GPU Computing Resources and Community at the University of Sheffield
by Dr Paul Richmond (University of Sheffield)
This training course will take place on the University of Sheffield’s new High Performance computing system (ShARC). ShARC has a number of GPU resources available including two nodes with 4x Tesla K80 GPUs (8 devices). This is matched by two additional private K80 nodes and a DGX-1 system with 8x Tesla P100 GPUs. For this course, we will have access to the private nodes to avoid any job queues. Details of how to use these will be given in this document.
Note: If you wish to develop and execute the exercise from this course locally then this is also possible. The Diamond High spec PC lab has NVIDIA Quadro K5200 GPUs. For instructions on how to develop CUDA code with windows, see the lecture slides titled “CUDA Compilation and execution in Visual Studio”. You will also need to install CUDA 7/8 and Visual Studio 2013 from the CICS software centre.
The ShARC is accessed through an
ssh terminal. To login to ShARC from a CICS managed desktop account you can use the PuTTY program (if it is unavailable then you will need to install it via the software centre). Within Putty, set the “Host Name” text field to
sharc.shef.ac.uk. For the later labs we will require X windows forwarding. To enable this, ensure the “Enable X Window Forwarding” option is selected from the
Connection -> SSH -> X11 tab (see figure below). Select Open and login with your CICS username and password.
If you are connecting from a machine which is your own (i.e. not a CICS managed desktop) then connect to ShARC using the instructions provided on the ShARC documentation site:
Once you are logged into a ShARC head node then request an interactive session by typing
qrshx. This creates an interactive session on a CPU worker node which supports running graphical applications as well as command line programs. The worker node will not be a GPU accelerated node and cannot be used to execute CUDA applications. The worker node can however be used for CUDA compilation, interactive editing of our GPU code and submission of jobs to a GPU accelerated worker. This is a much better solution than running an interactive session on a GPU node as interactive jobs will request GPU resource which will be unused if you are performing tasks like modifying or building your code.
To be able to compile CUDA code within your interactive session on the CPU worker node, we will need to add a couple of modules to the environment. Load the latest version of CUDA using the following command:
module load libs/CUDA
To compile CUDA programs, you also need a compatible version of the GCC compiler suite. Load version 4.9.4 using the following command:
module load dev/gcc/4.9.4
Note: Newer versions of GCC are supported on ShARC but may not work correctly with CUDA. Further notes on the modules are available on the ShARC software documentation site.

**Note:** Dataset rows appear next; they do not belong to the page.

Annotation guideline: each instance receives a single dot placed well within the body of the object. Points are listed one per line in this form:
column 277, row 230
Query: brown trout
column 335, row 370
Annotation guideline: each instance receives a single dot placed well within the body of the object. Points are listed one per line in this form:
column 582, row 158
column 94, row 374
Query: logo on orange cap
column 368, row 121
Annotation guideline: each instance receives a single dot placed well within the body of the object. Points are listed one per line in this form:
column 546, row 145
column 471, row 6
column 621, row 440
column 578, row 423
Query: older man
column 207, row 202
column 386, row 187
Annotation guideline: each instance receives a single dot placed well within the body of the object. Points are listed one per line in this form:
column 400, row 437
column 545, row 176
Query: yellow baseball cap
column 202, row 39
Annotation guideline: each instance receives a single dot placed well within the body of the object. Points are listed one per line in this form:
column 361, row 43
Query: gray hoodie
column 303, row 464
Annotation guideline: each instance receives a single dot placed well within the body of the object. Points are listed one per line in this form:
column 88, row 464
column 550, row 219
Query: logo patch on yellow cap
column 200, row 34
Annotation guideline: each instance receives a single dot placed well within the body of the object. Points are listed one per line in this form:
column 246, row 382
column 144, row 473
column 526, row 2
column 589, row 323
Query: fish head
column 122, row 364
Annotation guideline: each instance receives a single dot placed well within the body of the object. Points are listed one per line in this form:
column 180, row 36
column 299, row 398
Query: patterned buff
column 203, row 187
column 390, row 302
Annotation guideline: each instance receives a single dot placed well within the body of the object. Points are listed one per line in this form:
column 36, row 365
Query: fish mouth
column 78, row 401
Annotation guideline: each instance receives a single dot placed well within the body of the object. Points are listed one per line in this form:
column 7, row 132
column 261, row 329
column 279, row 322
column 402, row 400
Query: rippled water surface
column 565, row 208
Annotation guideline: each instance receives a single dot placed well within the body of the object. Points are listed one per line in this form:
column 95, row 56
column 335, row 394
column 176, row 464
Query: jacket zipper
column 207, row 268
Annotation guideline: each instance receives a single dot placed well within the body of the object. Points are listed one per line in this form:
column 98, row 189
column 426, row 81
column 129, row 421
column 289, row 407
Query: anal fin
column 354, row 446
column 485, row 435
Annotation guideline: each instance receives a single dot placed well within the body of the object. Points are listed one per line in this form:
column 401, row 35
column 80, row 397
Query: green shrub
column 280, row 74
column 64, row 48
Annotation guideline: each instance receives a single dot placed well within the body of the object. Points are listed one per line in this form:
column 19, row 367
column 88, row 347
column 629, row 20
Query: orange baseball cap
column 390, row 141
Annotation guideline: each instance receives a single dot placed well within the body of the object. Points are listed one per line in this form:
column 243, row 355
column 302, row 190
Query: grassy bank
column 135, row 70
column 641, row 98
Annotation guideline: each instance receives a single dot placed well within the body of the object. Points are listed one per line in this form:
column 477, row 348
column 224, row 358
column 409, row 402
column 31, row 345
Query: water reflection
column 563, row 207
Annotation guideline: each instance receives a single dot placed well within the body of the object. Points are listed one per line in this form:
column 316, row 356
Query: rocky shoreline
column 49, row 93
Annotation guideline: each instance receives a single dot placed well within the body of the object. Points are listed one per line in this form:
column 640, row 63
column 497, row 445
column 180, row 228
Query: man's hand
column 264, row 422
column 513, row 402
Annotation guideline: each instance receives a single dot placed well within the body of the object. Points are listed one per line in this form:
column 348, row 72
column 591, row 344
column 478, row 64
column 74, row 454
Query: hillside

Test your CUDA module is correctly loaded by calling:
You should get the version information similar to the output below.
nvcc: NVIDIA (R) Cuda compiler driver Copyright (c) 2005-2015 NVIDIA Corporation Built on Tue_Aug_11_14:49:10_CDT_2015 Cuda compilation tools, release 7.5, V7.5.17
From your interactive session on the CPU worker node get the “hello world for GPUs” code from Github by cloning the master branch of the
CUDAHelloWorld repository from the RSE-Sheffield github account. E.g.
git clone https://github.com/RSE-Sheffield/CUDAHelloWorld.git
This will check out the hello world example into the folder
CUDAHelloWorld. Take a look at the contents of this file in the console using
Note: If you wish to view/edit this file locally then you can use sftp (e.g. using Filezilla or MoboXTerm).
Compile the code using nvcc with the following command:
nvcc helloworld.cu –o helloworld
Assuming there are no errors, your code will be built and you will have a new executable file in the working directory.
We cannot run our compiled GPU code on the worked node as it has no GPUs or CUDA driver. Instead we must submit the execution of the GPU accelerated CUDA program via the ShARC job submission system (
qsub). The normal command for doing this would be (Note: don’t run the following, it is for reference only).
qsub -l gpu=1 -b y ./helloworld
–l command allow us to request specific resources in this case a GPU (
–b y command specifies that we are submitting a binary file rather than a batch script. To avoid queuing on the main ShARC GPU nodes we can use the following extended version of
qsub for this training session:
qsub -P training -q training.q -l gpu=1 -b y ./helloworld
This will run the jobs on a private job queue (
-q training.q) which requires that your CICS username is a member of the training project (
-P training). All participants of the course have been made members of this group for the duration of the training course (see and instructor if you have a permission error). You will be notified that your job has been submitted but you will not see the output of the executable in the terminal.
Rather than using this long
qsub command each time you want to run this example, you can instead place the job submission options in a bash script file and submit this. Examine the file
helloworld.sh which matches the above configurations and submit the job using the following command instead:
The labs in this training course will provide submission batch scripts for you.
To monitor your job, you can use the
qstat command. i.e.
qstat –u <your_cics_username>
This will output a table with your jobs. E.g.
job-ID prior name user state submit/start at queue slots ja-task-ID ----------------------------------------------------------------------------------------------------------------- 205629 0.00534 bash co1pr r 01/18/2017 14:24:55 email@example.com 1 205650 0.00000 helloworld co1pr qw 01/18/2017 14:26:45 1
The status of your GPU job will initially be
qw to indicate queued and waiting. It will then change to
r whilst running and will disappear once complete. The job submission will create an execution log file with a file name batching the binary or bash script and a file extension of
helloworld.e205650). You can view the contents of this log file using the
cat command. E.g.
If the execution produced no errors then this file will be empty. Once the job is completed a matching output log will be created with a file extension of
helloworld.sh.o205650). The contents of which should look like the following:
Hello World from Thread 0 Hello World from Thread 1 Hello World from Thread 2 Hello World from Thread 3 Hello World from Thread 4 Hello World from Thread 5 Hello World from Thread 6 Hello World from Thread 7 Hello World from Thread 8 Hello World from Thread 9
Before moving onto the first lab classes for day 1, try modifying the grid and block dimensions to see how the thread index changes. Try using more than one block and add the block index (from
blockIdx.x) to the
printf statement. If you want to use 2D or 3D blocks then use a
dim3 variable to define the grid and block size. E.g.
dim3 grid(2, 2, 1); dim3 block(3,3, 1);
You can now launch your kernel using these dim variables.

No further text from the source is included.